Fresh Wharf was a wharf located in the City of London close to London Bridge, on the north bank of the River Thames. The site was used as a quay in Roman times and later as an unloading place for Anglo-Saxon boats. A wharf was constructed there at some point in the medieval period and appears to have acquired its name from its customary usage as a landing place for fresh fish. In the 16th century, Fresh Wharf was made a "Legal Quay" authorised for the import of certain goods during the reign of Queen Elizabeth I of England. It expanded as London's river-borne trade grew in the 18th and 19th centuries, with large warehouses being established immediately behind the wharf. In the 20th century, the wharf's owners took over the adjoining wharves immediately upstream and downstream, built a new ten-storey warehouse and renamed the site New Fresh Wharf. By the end of the 1960s, however, London's docks had fallen into disuse with the advent of containerization, for which they were not suited, and the wharf was closed down in 1970. An office block was built on the site of the warehouse in 1977 and the former quayside is now part of a public footpath along the Thames.
A quay existed on the site as long ago as the Roman period, but there is no evidence that it was used after 260 AD. Its construction illustrated the effects of climate change in the Roman era. Due to a period of colder temperatures that led to more water being locked up in the polar icecaps, the sea level and thus the level of the Thames fell considerably in the centuries after Roman Londinium was founded. A revetment had been constructed at Fresh Wharf in the second century AD but by the third century the high water mark had dropped so much that the river wharves had to project much further out into the river to maintain the same depth of water. In the case of the timber quay at Fresh Wharf, it was constructed 8.25 metres (27.1 ft) in front of the earlier revetment.

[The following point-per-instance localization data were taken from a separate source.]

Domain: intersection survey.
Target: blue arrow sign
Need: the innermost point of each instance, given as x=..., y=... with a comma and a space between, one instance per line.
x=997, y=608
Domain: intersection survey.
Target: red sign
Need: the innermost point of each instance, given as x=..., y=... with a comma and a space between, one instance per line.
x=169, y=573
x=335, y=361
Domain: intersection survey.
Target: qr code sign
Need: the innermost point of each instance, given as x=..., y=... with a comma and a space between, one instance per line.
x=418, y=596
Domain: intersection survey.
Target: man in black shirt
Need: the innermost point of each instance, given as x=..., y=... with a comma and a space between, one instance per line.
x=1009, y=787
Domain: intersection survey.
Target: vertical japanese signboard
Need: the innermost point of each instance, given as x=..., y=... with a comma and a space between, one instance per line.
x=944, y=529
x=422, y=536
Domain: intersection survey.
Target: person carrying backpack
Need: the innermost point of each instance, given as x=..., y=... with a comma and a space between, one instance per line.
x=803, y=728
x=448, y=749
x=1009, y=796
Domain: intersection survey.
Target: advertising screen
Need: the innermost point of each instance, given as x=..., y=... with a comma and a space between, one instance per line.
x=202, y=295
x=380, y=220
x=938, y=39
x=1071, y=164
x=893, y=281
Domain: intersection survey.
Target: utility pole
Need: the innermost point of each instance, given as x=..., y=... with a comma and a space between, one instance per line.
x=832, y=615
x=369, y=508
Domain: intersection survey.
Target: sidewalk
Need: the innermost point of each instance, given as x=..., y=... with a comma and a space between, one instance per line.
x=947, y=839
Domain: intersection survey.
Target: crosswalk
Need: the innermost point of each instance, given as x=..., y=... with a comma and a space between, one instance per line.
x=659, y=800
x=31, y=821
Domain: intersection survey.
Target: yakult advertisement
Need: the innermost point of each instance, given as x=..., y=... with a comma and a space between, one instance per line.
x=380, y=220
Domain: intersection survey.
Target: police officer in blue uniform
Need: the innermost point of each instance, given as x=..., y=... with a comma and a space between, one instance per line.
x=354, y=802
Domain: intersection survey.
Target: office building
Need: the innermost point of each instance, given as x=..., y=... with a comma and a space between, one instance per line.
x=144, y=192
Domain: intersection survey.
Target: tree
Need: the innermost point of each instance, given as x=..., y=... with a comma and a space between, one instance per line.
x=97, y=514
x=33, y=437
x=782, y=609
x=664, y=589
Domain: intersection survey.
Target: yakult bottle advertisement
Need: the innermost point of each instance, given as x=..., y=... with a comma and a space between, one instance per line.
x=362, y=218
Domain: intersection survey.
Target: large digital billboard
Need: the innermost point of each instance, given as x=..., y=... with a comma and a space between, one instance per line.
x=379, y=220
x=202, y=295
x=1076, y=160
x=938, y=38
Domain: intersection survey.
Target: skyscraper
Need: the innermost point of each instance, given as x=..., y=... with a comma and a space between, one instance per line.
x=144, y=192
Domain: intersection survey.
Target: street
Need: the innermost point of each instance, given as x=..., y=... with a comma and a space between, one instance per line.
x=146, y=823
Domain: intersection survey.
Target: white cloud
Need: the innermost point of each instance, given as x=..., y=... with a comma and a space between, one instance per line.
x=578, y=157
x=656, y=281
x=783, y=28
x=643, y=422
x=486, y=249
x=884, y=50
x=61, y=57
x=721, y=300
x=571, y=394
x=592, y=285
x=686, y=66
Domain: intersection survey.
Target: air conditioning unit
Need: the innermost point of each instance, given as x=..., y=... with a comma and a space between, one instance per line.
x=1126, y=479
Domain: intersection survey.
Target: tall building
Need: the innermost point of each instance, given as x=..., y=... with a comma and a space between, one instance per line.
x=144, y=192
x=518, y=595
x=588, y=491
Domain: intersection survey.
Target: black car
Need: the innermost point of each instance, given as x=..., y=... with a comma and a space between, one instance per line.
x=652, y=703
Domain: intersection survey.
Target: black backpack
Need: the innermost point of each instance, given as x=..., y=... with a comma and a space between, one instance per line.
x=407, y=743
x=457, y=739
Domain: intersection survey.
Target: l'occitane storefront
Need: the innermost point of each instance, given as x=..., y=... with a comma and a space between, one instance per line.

The date of establishment of Fresh Wharf is not known. In late Anglo-Saxon times (10th–11th century), the site of Fresh Wharf appears to have been merely a beach on which ships were grounded for off-loading. A wharf was built there at some subsequent point during the medieval period; its name was first recorded as Fresshffysshewharfe in 1363, which was probably related to its appointment as one of the places authorised for the unloading of fish. On the landward side, the wharf was accessed via Lower Thames Street a short distance down from the church of St Magnus-the-Martyr.